Exemple d'interaction

Utilisateur : « monthly_active_users expire pour certains appelants »

Étapes de l'agent :
- endpoint-get monthly_active_users → endpoint HogQL, data_freshness_seconds=900,
  is_materialized=false, version actuelle v4
- endpoint-materialization-status monthly_active_users → non matérialisé ; éligible : true
- endpoint-versions monthly_active_users
  → v4 est actuelle ; v1–v3 sont des révisions de requête antérieures (les appelants frappent v4 sauf s'ils épinglent)
- endpoints-materialization-preview → éligible, transforme clean avec une paire de plage

- « Trois choses se détachent :
   1. Le TTL du cache est 900 secondes (le plancher de 15 min), mais les données
      agrègent un mois — un rafraîchissement aussi agressif n'est probablement pas
      nécessaire.
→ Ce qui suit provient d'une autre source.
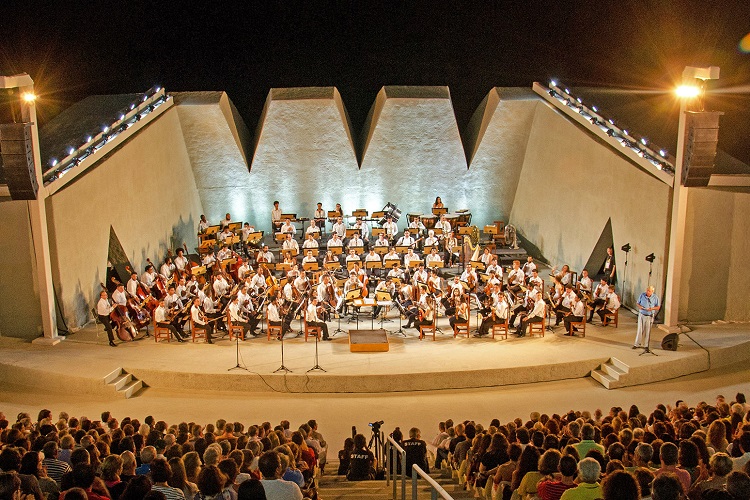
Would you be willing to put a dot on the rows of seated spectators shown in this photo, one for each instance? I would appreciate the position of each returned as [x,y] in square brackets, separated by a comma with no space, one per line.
[78,458]
[700,452]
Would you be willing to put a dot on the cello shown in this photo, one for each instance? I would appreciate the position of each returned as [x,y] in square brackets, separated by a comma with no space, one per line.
[126,331]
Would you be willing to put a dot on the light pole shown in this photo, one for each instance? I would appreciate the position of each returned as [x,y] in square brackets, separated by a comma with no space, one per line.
[691,90]
[37,212]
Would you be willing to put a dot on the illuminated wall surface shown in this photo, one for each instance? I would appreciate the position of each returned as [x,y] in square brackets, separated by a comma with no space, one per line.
[518,160]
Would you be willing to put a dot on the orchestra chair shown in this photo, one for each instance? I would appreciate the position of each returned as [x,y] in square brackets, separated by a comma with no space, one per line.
[501,329]
[461,328]
[234,329]
[197,331]
[614,315]
[581,325]
[160,332]
[311,330]
[538,326]
[428,328]
[274,328]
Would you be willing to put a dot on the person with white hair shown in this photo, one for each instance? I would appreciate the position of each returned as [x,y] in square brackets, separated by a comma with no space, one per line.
[588,487]
[648,306]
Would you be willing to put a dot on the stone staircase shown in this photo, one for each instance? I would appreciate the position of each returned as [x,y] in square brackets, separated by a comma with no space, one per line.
[611,374]
[124,383]
[333,487]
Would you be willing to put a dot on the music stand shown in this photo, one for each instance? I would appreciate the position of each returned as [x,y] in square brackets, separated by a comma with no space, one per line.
[490,230]
[332,266]
[310,266]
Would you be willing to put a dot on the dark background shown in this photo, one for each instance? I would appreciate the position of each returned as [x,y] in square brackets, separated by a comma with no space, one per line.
[640,48]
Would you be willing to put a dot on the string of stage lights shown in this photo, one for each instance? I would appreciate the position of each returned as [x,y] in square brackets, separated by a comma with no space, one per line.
[639,146]
[93,143]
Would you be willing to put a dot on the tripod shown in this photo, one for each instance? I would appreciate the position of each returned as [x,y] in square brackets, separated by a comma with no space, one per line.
[317,366]
[238,366]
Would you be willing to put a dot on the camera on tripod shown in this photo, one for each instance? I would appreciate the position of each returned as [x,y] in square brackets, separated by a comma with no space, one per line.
[376,425]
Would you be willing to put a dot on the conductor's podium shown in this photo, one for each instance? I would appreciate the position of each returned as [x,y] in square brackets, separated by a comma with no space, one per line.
[368,341]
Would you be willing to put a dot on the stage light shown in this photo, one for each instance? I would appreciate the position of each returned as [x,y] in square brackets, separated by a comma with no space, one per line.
[687,91]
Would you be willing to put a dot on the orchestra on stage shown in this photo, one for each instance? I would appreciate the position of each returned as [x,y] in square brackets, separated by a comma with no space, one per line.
[333,266]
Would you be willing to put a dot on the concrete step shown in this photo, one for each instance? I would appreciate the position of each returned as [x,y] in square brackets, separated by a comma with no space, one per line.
[603,378]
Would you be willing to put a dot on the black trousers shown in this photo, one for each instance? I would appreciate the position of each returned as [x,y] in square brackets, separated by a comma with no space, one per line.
[104,320]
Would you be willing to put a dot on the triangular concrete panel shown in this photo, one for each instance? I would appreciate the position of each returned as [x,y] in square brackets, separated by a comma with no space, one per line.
[412,150]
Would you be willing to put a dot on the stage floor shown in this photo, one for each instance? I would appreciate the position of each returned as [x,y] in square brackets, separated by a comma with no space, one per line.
[81,362]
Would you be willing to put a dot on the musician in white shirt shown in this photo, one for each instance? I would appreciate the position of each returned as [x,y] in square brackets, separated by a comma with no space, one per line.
[431,240]
[132,286]
[309,258]
[406,240]
[381,241]
[444,225]
[119,297]
[355,241]
[352,256]
[203,224]
[290,244]
[515,277]
[536,314]
[310,242]
[312,229]
[180,262]
[528,266]
[312,318]
[162,321]
[276,216]
[103,310]
[390,228]
[265,255]
[600,297]
[409,257]
[585,283]
[335,241]
[612,304]
[576,314]
[339,227]
[200,319]
[433,258]
[564,307]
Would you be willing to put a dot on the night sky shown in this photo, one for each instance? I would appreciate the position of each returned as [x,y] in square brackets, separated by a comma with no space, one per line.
[246,48]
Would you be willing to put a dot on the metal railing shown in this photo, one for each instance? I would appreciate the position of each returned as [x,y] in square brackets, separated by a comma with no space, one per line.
[436,491]
[391,467]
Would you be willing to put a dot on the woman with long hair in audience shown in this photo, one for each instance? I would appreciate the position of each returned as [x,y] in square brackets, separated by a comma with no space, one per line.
[717,439]
[31,464]
[179,479]
[192,462]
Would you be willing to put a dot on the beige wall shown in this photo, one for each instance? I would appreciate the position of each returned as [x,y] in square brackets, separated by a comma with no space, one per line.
[717,250]
[145,190]
[571,184]
[19,295]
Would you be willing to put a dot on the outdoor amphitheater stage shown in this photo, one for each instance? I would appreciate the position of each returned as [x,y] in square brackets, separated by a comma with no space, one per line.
[80,363]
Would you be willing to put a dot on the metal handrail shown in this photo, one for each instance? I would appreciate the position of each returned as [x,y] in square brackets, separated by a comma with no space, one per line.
[436,490]
[391,446]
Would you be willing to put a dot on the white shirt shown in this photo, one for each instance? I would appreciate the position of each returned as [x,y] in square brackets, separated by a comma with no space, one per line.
[103,308]
[119,298]
[390,228]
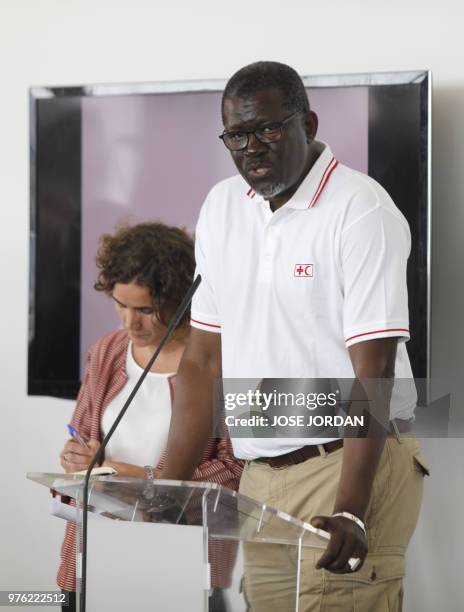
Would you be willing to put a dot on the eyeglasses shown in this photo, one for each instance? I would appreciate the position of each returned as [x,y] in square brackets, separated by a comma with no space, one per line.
[272,132]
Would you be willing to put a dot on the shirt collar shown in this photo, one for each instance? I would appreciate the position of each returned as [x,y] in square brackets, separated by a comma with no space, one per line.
[308,193]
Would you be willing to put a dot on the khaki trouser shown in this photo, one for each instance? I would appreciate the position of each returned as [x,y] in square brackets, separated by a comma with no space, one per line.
[308,489]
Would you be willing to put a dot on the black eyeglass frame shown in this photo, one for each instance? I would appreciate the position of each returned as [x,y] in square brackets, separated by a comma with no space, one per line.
[276,124]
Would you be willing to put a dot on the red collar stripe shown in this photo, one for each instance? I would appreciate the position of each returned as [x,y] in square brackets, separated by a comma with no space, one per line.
[324,180]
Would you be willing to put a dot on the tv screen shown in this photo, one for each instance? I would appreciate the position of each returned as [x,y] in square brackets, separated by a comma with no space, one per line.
[103,155]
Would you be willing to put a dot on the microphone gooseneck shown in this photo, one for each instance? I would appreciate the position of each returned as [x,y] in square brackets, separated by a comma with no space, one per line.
[99,454]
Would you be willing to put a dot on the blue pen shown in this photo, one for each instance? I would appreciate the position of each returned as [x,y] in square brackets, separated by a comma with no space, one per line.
[76,435]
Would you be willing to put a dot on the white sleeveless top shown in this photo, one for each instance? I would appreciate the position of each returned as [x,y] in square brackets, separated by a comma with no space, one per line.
[142,434]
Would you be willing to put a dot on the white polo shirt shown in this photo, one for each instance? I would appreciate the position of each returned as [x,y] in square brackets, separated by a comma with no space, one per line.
[289,291]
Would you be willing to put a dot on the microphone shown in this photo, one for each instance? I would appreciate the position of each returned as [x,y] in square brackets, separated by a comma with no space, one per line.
[99,454]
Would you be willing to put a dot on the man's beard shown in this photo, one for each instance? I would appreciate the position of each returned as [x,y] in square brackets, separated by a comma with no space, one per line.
[271,190]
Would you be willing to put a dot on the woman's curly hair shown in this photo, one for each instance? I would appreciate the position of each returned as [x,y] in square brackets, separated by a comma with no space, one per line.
[153,255]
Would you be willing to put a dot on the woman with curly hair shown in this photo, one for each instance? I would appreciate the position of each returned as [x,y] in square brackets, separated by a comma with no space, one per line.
[146,270]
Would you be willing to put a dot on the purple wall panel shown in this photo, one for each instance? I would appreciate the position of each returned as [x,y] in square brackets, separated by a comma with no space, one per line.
[156,156]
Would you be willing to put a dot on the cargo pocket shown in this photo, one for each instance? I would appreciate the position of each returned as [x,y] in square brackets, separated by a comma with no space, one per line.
[377,586]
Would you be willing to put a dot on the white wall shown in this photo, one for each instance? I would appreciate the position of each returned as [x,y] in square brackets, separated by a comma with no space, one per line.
[74,42]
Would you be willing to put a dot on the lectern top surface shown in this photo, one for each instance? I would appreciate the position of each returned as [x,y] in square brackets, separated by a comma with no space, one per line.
[226,513]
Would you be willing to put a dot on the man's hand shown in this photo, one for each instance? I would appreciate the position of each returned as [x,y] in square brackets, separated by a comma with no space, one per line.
[75,457]
[347,540]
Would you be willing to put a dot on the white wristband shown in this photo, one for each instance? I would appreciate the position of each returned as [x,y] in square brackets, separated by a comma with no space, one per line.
[353,518]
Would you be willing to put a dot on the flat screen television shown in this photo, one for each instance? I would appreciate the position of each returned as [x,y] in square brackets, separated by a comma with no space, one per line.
[101,155]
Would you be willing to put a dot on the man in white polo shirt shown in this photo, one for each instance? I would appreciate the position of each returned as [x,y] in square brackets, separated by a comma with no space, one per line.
[303,265]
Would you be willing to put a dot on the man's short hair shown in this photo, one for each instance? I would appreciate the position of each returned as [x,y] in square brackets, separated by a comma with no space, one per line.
[261,76]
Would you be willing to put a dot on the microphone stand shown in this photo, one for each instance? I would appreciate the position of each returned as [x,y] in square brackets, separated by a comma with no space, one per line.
[99,454]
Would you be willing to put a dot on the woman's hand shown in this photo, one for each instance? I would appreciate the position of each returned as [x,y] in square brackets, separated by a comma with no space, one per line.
[75,457]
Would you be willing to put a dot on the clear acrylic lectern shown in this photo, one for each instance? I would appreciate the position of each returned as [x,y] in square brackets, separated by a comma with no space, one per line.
[171,546]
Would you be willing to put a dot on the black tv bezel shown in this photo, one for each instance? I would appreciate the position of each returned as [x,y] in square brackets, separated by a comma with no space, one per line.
[59,336]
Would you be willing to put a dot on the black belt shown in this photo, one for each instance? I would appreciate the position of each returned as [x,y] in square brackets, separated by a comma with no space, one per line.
[300,454]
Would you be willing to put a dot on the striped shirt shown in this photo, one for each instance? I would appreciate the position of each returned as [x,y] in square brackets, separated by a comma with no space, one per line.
[104,377]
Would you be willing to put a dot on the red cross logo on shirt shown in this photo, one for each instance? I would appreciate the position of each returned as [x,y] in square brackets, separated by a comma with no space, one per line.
[303,270]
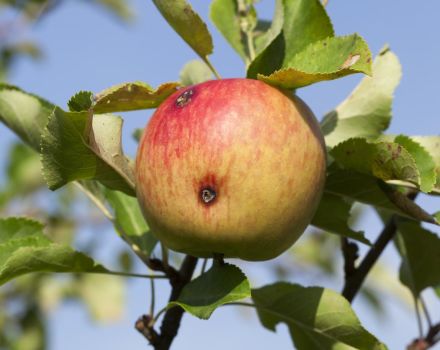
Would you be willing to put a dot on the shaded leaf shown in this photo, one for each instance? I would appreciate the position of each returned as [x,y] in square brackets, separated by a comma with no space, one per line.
[132,96]
[317,318]
[25,249]
[24,113]
[125,214]
[384,160]
[264,39]
[269,60]
[367,111]
[425,163]
[337,221]
[327,59]
[224,14]
[195,72]
[129,218]
[432,145]
[81,101]
[106,303]
[75,147]
[370,190]
[420,251]
[220,285]
[296,25]
[23,173]
[187,23]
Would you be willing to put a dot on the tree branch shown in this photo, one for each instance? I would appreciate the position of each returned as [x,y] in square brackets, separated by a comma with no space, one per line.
[353,282]
[173,316]
[431,338]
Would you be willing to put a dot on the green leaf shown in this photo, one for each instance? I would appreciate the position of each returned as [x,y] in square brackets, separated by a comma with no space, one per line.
[128,218]
[296,25]
[305,22]
[222,284]
[224,15]
[25,249]
[367,111]
[269,60]
[425,163]
[384,160]
[131,97]
[327,59]
[317,318]
[332,216]
[188,24]
[106,303]
[420,251]
[81,101]
[432,145]
[370,190]
[23,173]
[76,147]
[195,72]
[264,39]
[24,113]
[125,214]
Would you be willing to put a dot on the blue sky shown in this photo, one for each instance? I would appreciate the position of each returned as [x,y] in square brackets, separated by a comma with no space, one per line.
[89,50]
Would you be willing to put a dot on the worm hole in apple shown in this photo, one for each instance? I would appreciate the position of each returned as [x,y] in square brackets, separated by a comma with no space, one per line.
[184,98]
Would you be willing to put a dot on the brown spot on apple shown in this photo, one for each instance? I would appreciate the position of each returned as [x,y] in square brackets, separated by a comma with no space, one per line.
[184,98]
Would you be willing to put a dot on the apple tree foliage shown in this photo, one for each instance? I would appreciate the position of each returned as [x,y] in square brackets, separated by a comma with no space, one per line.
[297,48]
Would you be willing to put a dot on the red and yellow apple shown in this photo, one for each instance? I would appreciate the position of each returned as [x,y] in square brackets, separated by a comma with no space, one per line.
[233,167]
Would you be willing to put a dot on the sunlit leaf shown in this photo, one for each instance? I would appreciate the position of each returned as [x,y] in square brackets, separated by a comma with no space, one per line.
[24,113]
[367,111]
[187,23]
[25,249]
[337,222]
[432,145]
[425,163]
[327,59]
[384,160]
[317,318]
[76,147]
[132,96]
[195,72]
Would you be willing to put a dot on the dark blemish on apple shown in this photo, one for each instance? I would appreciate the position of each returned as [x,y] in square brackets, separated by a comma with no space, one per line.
[184,98]
[208,195]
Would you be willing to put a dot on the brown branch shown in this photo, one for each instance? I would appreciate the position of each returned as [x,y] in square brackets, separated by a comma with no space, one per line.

Augmenter à 1 heure (3600s) réduirait dramatiquement
      la charge ClickHouse.
   2. C'est éligible pour la matérialisation avec une transforme clean. Si
      les appelants peuvent tolérer une obsolescence de 5-15 minutes, la matérialisation
      rendrait les lectures quasi-instantanées.
   3. v4 est la version actuelle, donc les appelants la frappent par défaut — la
      cible d'ajustement est claire.

   Victoire la plus rapide : augmentez le TTL à 3600s. Plus grande victoire : matérialisez.

   Quel compromis correspond à vos besoins ? Si vous avez besoin d'une fraîcheur en temps réel,
   ni l'un ni l'autre n'aide et nous aurions besoin de réécrire la requête — probablement
   en réduisant la fenêtre d'agrégation. »

Notes importantes

  • Le cache est presque toujours le premier correctif. C'est gratuit, instantanément réversible, et ne change pas la sémantique des données. Résistez à l'envie de sauter à la matérialisation si un TTL plus élevé suffirait.
  • La matérialisation a des coûts cachés. Stockage de la vue matérialisée, calcul de rafraîchissement, et l'exigence que les appelants passent toutes les variables.
  • Ne réécrivez pas la requête sans l'utilisateur. Un changement de requête crée une nouvelle version et peut casser les appelants !!! Surfacez le changement suggéré, obtenez l'approbation, puis appliquez.
  • Trois signaux d'utilisation. Le last_executed_at de endpoint-get est la récence au niveau de l'endpoint ; endpoint-versions donne le propre last_executed_at de chaque version ; query_log (via execute-sql) donne la fréquence d'appels au niveau de l'endpoint et le coût par appel. Tous ne comptent que les appels de clé API personnelle, et la récence par version peut être fragmentaire — confirmez avec l'utilisateur avant d'appeler une version morte.
  • Le correctif « juste » dépend du SLA, pas de la requête. Demandez toujours à l'utilisateur l'obsolescence acceptable avant de recommander la matérialisation. Une vue matérialisée obsolète de 15 minutes est mauvaise pour un tableau de bord en temps réel, indépendamment de son bon marché.
  • Dites à PostHog ce qui manque. Si le diagnostic rencontre une limitation de produit (une règle d'éligibilité, l'énumération TTL, les variables requises), poussez l'équipe via agent-feedback.